The allopathic approach of the Regulars was not only dominant but also
institutionalized in the early twentieth century when organized medicine
completed its process of professionalization by gaining control over medical
education, access to hospitals, and the right to prescribe drugs. The dominance
of this paradigm was reflected in the growing strength of the American Medical
Association. In 1900 the AMA had no more than eight thousand members, but by
1910 membership reached seventy thousand, and by 1920 the majority of physicians
in the United States had become members. In fact, by 1931 only about 5 percent
of all cases of illness were handled by non-MD practitioners.
This exponential increase in the power and professional authority of regular
doctors surprisingly did not rest primarily on the provision of more effective
medicines; these were slow to be developed. Instead, doctors were forced to find
other ways to assert their newly established social and cultural legitimacy. One
strategy was to position themselves as experts in not only the physical but also
the moral health of the nation. In the nineteenth century, condemnation of birth
control and abortion, for instance, provided physicians with a clear moral
platform that allowed them to denounce practices still largely in the hands of
"irregulars." According to Carol Smith-Rosenberg, these efforts to limit women's
reproductive choices became a key arena "in the war between the allopaths and
the 'irregulars' for patients and for power .... The 'irregular' physician and
the 'irregular' wife, the 'regulars' insisted, conspired together against public
order and national well-being." As Carol Weisman observes, this claim of medical
and moral expertise "provided regular physicians with an element of social
respectability and moral authority, which was enhanced by publicly criticizing
the abortion practices of other practitioners and the crass commercialism of
purveyors of contraceptives and abortifacients."
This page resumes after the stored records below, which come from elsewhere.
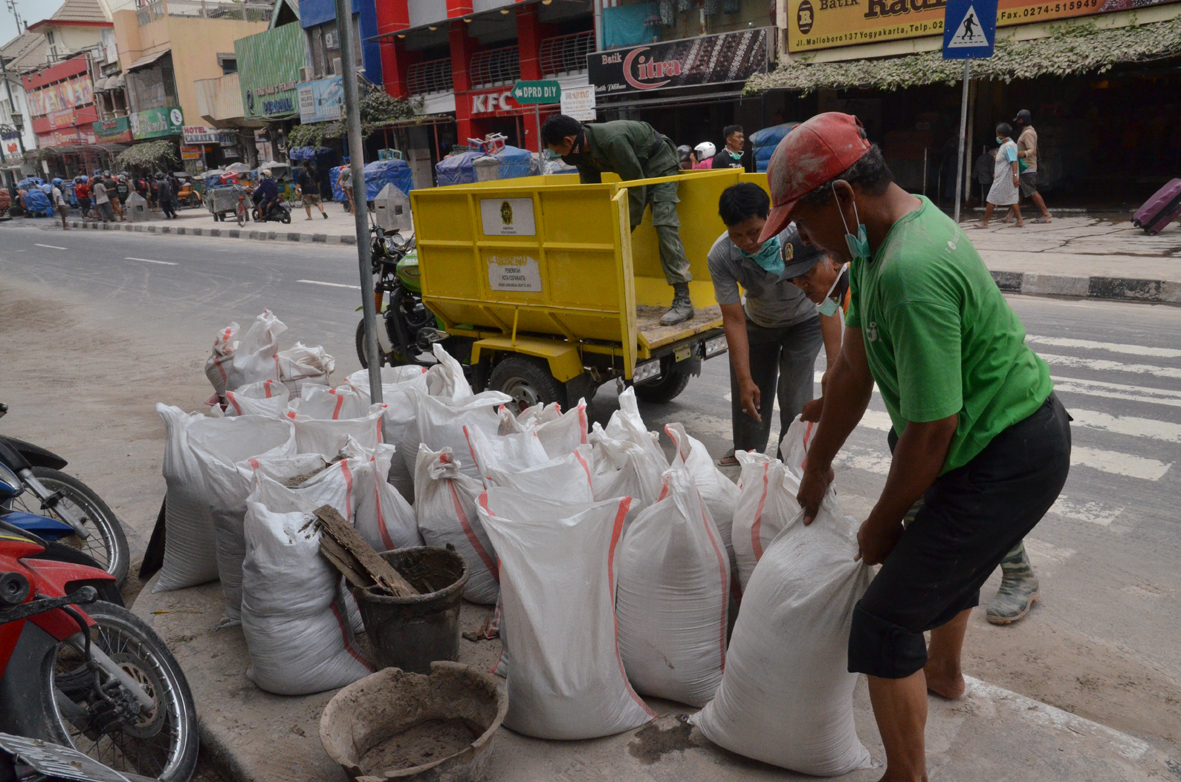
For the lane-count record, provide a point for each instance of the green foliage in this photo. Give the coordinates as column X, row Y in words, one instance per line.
column 1072, row 49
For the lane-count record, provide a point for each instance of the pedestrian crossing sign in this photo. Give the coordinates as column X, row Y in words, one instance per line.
column 970, row 28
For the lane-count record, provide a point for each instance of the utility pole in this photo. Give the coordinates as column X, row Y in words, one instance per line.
column 352, row 109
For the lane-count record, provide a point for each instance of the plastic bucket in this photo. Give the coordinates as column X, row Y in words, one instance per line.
column 413, row 632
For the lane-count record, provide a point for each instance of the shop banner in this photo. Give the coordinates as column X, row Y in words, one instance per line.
column 320, row 100
column 112, row 131
column 691, row 62
column 155, row 123
column 828, row 24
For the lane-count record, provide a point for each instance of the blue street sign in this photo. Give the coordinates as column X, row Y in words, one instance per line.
column 970, row 28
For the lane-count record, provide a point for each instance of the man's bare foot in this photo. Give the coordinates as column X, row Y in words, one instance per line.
column 944, row 681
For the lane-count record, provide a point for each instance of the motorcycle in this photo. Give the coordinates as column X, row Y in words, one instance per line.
column 408, row 330
column 83, row 520
column 85, row 673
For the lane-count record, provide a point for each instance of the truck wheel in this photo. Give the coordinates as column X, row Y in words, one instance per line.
column 528, row 380
column 666, row 389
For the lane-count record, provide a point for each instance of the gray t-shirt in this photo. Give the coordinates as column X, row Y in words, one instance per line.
column 771, row 301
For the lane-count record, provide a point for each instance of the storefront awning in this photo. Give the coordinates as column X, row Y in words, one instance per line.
column 148, row 59
column 1071, row 51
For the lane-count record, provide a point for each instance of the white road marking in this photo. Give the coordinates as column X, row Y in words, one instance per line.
column 1136, row 467
column 148, row 260
column 1114, row 347
column 1104, row 365
column 331, row 285
column 1128, row 425
column 1090, row 512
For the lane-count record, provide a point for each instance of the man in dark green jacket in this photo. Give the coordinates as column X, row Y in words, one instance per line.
column 634, row 151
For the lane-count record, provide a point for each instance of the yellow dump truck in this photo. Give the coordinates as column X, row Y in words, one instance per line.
column 545, row 293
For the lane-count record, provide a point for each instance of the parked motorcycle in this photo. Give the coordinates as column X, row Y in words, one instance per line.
column 85, row 673
column 406, row 327
column 93, row 528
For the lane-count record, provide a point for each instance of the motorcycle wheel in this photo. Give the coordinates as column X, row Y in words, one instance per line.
column 162, row 743
column 108, row 543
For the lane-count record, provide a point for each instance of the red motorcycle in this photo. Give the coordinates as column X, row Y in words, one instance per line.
column 87, row 673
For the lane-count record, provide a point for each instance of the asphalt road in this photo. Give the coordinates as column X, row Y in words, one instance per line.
column 1107, row 554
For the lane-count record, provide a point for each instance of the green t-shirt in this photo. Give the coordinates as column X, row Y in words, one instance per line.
column 939, row 336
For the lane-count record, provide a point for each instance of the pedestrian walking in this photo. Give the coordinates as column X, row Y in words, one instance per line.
column 1026, row 155
column 980, row 435
column 308, row 189
column 1005, row 177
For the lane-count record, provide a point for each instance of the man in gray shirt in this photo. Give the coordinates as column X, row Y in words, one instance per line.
column 774, row 339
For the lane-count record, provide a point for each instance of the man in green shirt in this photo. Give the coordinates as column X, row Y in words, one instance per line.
column 982, row 440
column 634, row 151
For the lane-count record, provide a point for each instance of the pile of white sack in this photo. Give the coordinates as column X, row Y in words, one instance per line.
column 615, row 572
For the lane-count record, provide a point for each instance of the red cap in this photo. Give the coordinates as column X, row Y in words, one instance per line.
column 816, row 151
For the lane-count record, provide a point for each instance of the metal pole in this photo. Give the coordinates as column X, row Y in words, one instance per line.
column 959, row 158
column 360, row 202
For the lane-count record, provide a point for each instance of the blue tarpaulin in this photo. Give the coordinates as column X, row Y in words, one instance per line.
column 765, row 141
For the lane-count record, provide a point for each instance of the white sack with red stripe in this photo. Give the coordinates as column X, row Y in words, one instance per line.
column 721, row 494
column 266, row 398
column 190, row 554
column 558, row 616
column 445, row 506
column 567, row 477
column 305, row 365
column 220, row 444
column 787, row 693
column 673, row 597
column 767, row 502
column 293, row 613
column 256, row 356
column 438, row 424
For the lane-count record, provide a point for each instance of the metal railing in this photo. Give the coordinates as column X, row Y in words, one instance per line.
column 495, row 66
column 432, row 76
column 566, row 53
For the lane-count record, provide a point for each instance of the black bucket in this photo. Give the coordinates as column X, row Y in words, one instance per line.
column 413, row 632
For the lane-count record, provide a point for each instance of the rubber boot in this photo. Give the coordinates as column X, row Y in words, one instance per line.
column 1018, row 588
column 682, row 306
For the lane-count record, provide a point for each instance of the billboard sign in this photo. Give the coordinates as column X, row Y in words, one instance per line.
column 691, row 62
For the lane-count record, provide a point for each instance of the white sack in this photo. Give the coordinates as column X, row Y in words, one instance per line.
column 217, row 364
column 305, row 365
column 767, row 502
column 266, row 398
column 220, row 444
column 445, row 507
column 787, row 696
column 256, row 356
column 567, row 477
column 293, row 617
column 566, row 678
column 438, row 424
column 327, row 437
column 190, row 554
column 719, row 491
column 673, row 597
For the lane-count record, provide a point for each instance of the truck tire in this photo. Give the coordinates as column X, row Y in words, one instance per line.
column 666, row 389
column 528, row 380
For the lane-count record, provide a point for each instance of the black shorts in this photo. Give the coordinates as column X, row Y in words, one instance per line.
column 970, row 519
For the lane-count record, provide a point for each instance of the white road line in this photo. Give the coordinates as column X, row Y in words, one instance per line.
column 1128, row 425
column 1136, row 467
column 148, row 260
column 1114, row 347
column 331, row 285
column 1104, row 365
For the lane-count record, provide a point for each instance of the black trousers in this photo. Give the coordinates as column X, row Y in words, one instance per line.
column 970, row 519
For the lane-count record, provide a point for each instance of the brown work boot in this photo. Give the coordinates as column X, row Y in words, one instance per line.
column 682, row 306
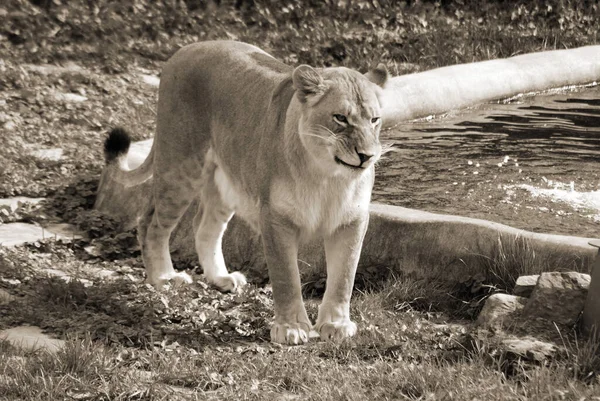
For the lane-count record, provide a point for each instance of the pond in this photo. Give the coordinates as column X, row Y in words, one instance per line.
column 529, row 162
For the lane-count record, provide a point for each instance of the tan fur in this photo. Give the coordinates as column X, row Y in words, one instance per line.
column 253, row 136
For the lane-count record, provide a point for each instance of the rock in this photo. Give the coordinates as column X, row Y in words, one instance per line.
column 14, row 234
column 31, row 338
column 64, row 230
column 151, row 80
column 558, row 297
column 69, row 97
column 54, row 154
column 48, row 69
column 499, row 308
column 529, row 348
column 66, row 278
column 13, row 203
column 5, row 297
column 525, row 284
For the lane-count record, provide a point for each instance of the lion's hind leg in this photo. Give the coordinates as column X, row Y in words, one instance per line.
column 210, row 223
column 171, row 196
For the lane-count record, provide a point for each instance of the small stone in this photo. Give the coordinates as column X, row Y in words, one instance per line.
column 499, row 308
column 525, row 285
column 31, row 338
column 69, row 97
column 5, row 297
column 529, row 348
column 54, row 154
column 558, row 297
column 151, row 80
column 13, row 203
column 64, row 230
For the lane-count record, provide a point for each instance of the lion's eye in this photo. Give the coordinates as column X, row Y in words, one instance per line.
column 340, row 119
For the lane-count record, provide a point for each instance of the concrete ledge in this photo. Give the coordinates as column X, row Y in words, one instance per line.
column 407, row 239
column 398, row 238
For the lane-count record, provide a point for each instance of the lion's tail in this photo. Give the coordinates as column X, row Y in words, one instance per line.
column 116, row 148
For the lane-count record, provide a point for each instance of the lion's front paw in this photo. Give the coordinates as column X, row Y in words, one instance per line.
column 230, row 283
column 174, row 279
column 290, row 333
column 336, row 331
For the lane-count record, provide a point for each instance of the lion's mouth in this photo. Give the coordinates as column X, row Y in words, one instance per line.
column 352, row 166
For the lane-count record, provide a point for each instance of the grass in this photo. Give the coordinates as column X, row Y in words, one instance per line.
column 125, row 341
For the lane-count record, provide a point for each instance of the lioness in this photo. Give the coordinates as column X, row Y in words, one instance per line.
column 290, row 150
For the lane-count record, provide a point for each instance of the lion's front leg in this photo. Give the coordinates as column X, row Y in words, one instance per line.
column 342, row 250
column 280, row 241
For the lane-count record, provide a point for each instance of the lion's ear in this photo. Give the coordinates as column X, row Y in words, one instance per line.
column 308, row 82
column 378, row 75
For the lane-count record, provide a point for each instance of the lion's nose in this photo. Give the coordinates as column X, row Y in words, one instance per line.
column 363, row 156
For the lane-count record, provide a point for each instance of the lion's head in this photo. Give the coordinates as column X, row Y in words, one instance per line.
column 341, row 116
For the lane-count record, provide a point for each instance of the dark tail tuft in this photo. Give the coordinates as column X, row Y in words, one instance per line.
column 116, row 144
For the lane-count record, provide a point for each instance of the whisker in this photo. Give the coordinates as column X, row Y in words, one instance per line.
column 330, row 132
column 325, row 138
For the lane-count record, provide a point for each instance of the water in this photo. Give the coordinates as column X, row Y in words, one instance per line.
column 531, row 163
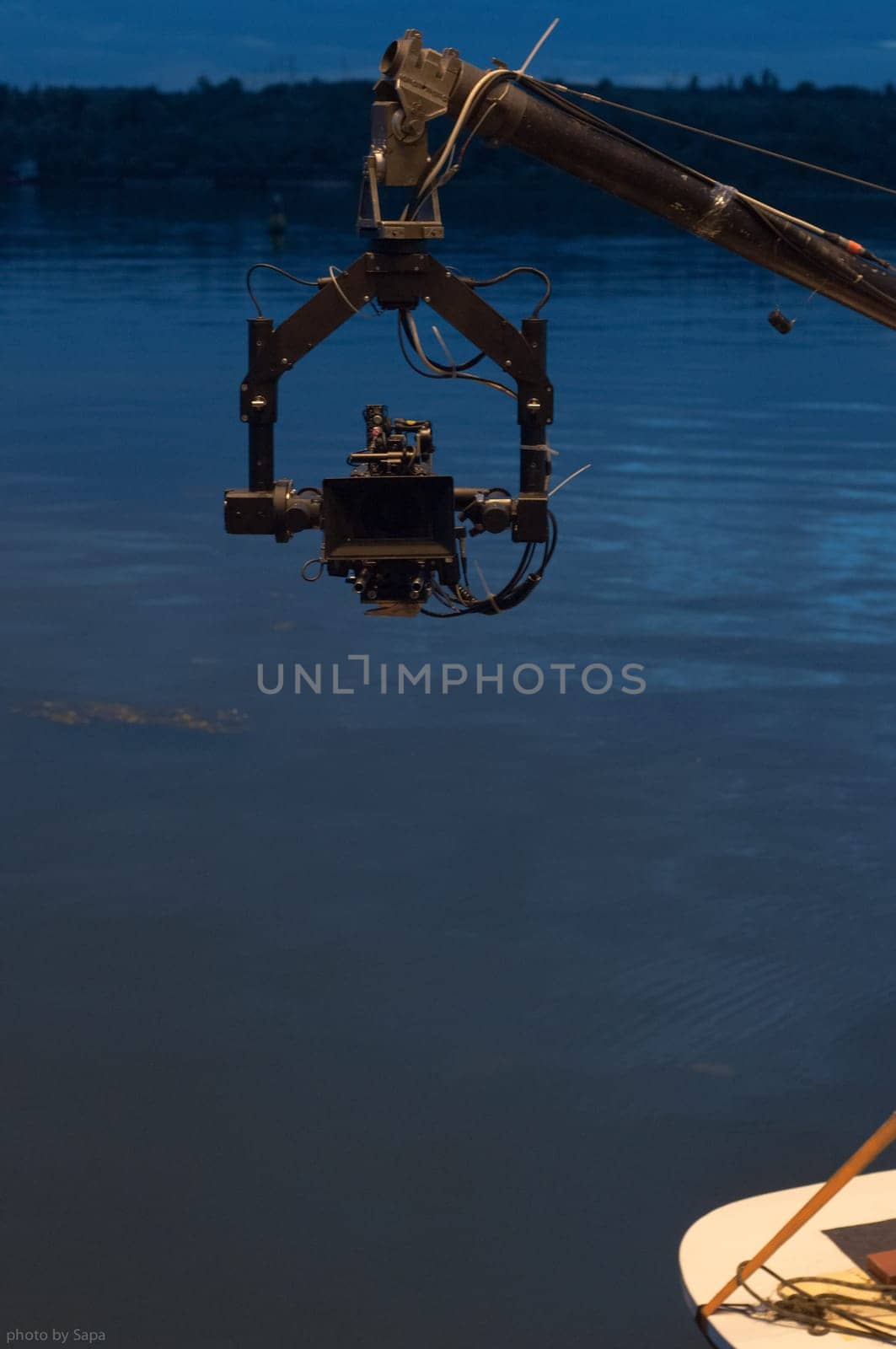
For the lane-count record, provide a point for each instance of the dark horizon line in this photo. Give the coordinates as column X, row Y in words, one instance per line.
column 764, row 83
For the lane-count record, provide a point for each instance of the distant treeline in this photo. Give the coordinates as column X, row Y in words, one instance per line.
column 290, row 134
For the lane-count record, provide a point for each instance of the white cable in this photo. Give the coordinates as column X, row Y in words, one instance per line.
column 568, row 479
column 537, row 46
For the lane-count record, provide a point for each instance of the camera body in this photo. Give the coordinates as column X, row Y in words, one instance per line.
column 390, row 525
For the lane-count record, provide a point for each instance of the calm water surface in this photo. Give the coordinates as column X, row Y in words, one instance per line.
column 431, row 1022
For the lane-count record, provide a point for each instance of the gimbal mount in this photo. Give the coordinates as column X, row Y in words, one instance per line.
column 385, row 529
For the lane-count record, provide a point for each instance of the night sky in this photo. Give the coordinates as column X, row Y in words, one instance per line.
column 644, row 42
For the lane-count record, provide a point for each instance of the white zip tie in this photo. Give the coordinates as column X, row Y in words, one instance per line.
column 568, row 479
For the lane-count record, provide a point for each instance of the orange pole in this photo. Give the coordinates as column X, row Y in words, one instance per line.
column 869, row 1150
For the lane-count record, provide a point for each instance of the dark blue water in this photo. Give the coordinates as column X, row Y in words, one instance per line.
column 431, row 1020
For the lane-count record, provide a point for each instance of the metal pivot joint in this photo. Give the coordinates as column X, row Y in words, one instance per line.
column 399, row 278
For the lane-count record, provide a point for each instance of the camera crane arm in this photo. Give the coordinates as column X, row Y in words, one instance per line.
column 389, row 528
column 532, row 118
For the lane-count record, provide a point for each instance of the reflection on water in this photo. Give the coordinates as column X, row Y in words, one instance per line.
column 437, row 1018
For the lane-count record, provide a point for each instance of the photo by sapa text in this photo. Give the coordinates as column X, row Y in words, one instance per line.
column 60, row 1337
column 357, row 674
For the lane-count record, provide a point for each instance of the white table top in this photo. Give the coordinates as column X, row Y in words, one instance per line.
column 713, row 1248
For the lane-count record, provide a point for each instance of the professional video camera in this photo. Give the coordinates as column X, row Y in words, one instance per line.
column 394, row 529
column 389, row 528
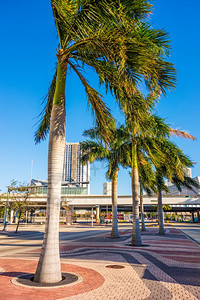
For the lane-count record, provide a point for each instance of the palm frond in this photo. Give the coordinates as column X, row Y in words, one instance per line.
column 104, row 118
column 181, row 133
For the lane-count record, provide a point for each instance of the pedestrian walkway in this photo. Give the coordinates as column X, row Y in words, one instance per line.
column 166, row 267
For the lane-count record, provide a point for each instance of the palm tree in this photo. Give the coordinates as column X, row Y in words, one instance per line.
column 114, row 40
column 85, row 36
column 115, row 153
column 170, row 163
column 146, row 180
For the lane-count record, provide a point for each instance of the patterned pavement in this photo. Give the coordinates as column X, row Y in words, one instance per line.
column 166, row 267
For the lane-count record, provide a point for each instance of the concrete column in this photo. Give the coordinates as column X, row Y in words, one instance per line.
column 192, row 217
column 198, row 216
column 11, row 216
column 97, row 214
column 68, row 215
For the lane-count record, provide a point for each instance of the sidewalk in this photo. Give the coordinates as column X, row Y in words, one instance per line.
column 166, row 267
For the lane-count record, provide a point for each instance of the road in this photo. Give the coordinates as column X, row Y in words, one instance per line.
column 190, row 229
column 30, row 237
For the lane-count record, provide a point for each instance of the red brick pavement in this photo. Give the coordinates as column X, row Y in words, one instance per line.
column 13, row 268
column 169, row 266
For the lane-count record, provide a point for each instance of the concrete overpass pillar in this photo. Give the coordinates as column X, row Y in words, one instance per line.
column 192, row 217
column 198, row 216
column 97, row 214
column 68, row 215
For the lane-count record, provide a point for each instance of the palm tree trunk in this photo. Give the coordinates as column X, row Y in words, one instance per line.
column 136, row 236
column 19, row 217
column 114, row 232
column 142, row 209
column 49, row 269
column 160, row 214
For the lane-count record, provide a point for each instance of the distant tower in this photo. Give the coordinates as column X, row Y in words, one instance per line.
column 188, row 172
column 73, row 171
column 107, row 188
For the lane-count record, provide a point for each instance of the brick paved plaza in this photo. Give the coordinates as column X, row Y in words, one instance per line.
column 166, row 267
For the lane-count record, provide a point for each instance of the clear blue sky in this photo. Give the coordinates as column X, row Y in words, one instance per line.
column 27, row 60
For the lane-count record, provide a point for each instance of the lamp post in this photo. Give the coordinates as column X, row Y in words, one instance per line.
column 5, row 211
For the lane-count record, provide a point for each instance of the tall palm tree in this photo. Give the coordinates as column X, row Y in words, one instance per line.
column 115, row 153
column 84, row 32
column 172, row 165
column 114, row 39
column 146, row 180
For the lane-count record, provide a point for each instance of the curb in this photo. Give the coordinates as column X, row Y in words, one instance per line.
column 191, row 238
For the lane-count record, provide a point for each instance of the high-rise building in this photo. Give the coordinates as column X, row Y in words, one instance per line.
column 107, row 188
column 74, row 172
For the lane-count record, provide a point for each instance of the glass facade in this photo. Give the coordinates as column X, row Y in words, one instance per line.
column 64, row 190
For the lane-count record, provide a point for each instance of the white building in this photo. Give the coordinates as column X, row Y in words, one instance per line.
column 107, row 188
column 73, row 171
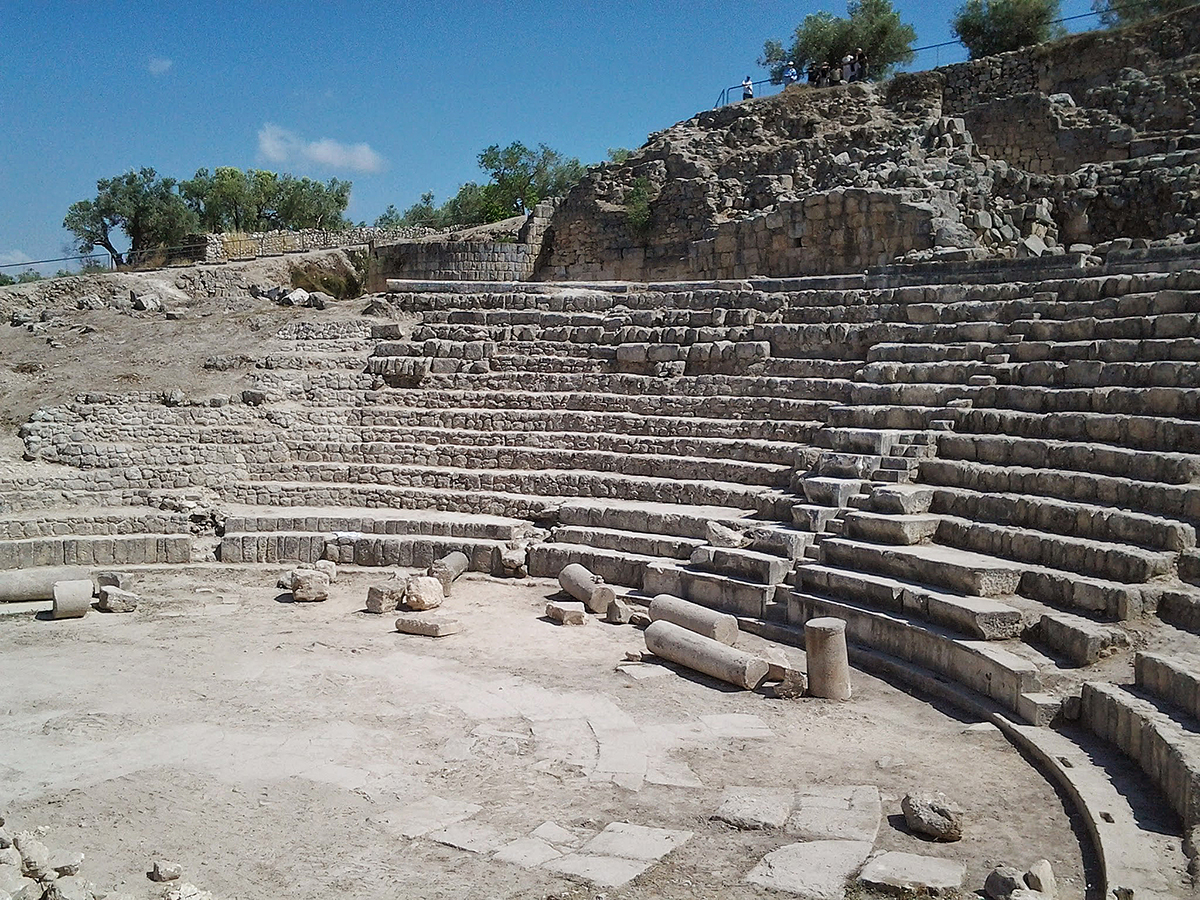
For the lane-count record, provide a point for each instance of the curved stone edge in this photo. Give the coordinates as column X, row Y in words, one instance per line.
column 1131, row 869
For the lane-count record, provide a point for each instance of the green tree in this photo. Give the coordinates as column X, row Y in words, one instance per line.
column 521, row 177
column 823, row 37
column 143, row 205
column 1115, row 13
column 991, row 27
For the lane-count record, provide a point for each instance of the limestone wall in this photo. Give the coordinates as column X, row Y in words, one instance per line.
column 462, row 259
column 1074, row 65
column 450, row 261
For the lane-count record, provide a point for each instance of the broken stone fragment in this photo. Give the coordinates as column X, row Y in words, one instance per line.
column 429, row 625
column 72, row 599
column 423, row 593
column 66, row 863
column 449, row 568
column 793, row 685
column 1002, row 882
column 618, row 612
column 112, row 580
column 1041, row 877
column 723, row 537
column 71, row 887
column 165, row 871
column 117, row 600
column 567, row 612
column 310, row 586
column 589, row 589
column 387, row 597
column 35, row 857
column 935, row 816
At the end of the nineteenth century, flush with its legislative success against
abortion, the AMA turned its attention to another arena that neatly linked
morality and public health: the provision of drugs. Physicians enhanced their
professional authority by speaking out against the dangers of addictive drugs
frequently found in "patent medicines" and available directly to the public.
Because the formulae of proprietary medicines were secret, it was impossible for
patients to judge the safety of those drugs. The practitioners of organized
medicine thus joined forces with muckraking journalists to bring to the public's
attention the possible risks of patent medicines. This important public service
had a significant payoff for the profession as well, reinforcing a growing
distinction in the public mind between good drugs (dispensed by doctors) and bad
drugs (available directly to the public by unlicensed practitioners).